Good printing is an important requirement for us
and I guess for others
- think
TWikiForBookAuthoring,
DocBook.
I came up with a solution using
HTMLDOC,
a GPLed tool from
http://www.easysw.com/htmldoc/
The idea is simple:
- The
view
script pipes it's output into the htmldoc converter tool; I added the option pdf=on
- You will most likely want an extra skin, like
view.pdf.tmpl
- The htmldoc call and options come from the template
pdfcall.tmpl
. The absolute minimum ist sth. like /usr/bin/htmldoc -t pdf --book %PDFBODY%
See http://www.easysw.com/htmldoc/htmldoc.pdf for all the options available.
- The optional titlepage layout comes from
pdftitle.tmpl
. A temporary file %PDFTITLE% holds the HTML output needed for the htmldoc call.
See the quick'n dirty implementation based on TWike20011201.zip in the attachments.
(Note, that I renamed the stuff from my previous 20001201 based implementation to avoid confusion with the "print" skin.)

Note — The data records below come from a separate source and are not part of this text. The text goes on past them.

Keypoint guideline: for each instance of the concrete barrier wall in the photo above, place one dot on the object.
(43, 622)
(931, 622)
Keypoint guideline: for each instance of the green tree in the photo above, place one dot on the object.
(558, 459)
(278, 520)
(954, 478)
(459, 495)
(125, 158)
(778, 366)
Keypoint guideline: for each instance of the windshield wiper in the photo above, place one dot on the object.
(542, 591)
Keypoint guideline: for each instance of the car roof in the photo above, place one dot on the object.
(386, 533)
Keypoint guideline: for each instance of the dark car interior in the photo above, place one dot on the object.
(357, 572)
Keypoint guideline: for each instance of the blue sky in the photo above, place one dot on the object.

To get an impression, check the PDF printout of the TWiki documentation set.
TWikiDocumentation.pdf
was built using
.../twiki/view/TWiki/TWikiDocumentation?pdf=on&skin=pdf
Open Issues:
- Search paths for multiple images
- Tmp file mess
- Security?
- Implementation style?
--
PeterKlausner - 11 July 2002
The problem is a wider one that needs an architectural solution to prevent these hacks getting messy. I think we need to add a Filters mechanism the purpose of which is to convert from
WikiML into other formats. In this case, you go
WikiML ->
HTML -> PDF, but this should not always be the case.
--
MartinCleaver - 12 Jul 2002
Zope has something similar to this in its BackTalk "product" (FYI: Zope product = plugin). That environment, written in Python, uses ReportLab Toolkit software library (also written in Python) to convert structured text into PDF. Interestingly, it goes directly from the
WikiML (or a dialect version of it at least) directly into an intermediate form (
XML?) processed by the Toolkit library ultimately into PDF. The Toolkit library is open source (GPL-ish?) but I do not want to even ponder what it would take to re-implement something similar in Perl. It may be possible to leverage it as-is (at the expense of requiring Python for
PrintUsingPDF on Twiki). More information on ReportLab Toolkit can be found at
http://www.reportlab.org/rl_toolkit.html
Of course this does not solve the problem of having an intermediate file. But it does point at the idea of providing a more flexible and universal intermediate file. This architectural paradigm separates content from presentation. The "view" script would then become one "pretty printer" to render
HTML. A different "print" script (or perhaps a view?out=pdf) could be used to render PDF or any other format (e.g. LaTex, etc.) The nice thing about this is that if a user does not like the default "view?out=html" pretty printer script, a new one can be made relatively easily (e.g. view?out=myformat) without modifying the default pretty printer. I could see this being useful for allowing completely customized rendering of web content (a.k.a. skin?)....
--
PeterSanza - 31 Dec 2002
Here is another one based on
HTMLDOC:
- Install htmldoc on your twiki machine.
- Copy the following script >>pdf<< in your twiki/bin directory and adjust the three paths specified at the scripts top.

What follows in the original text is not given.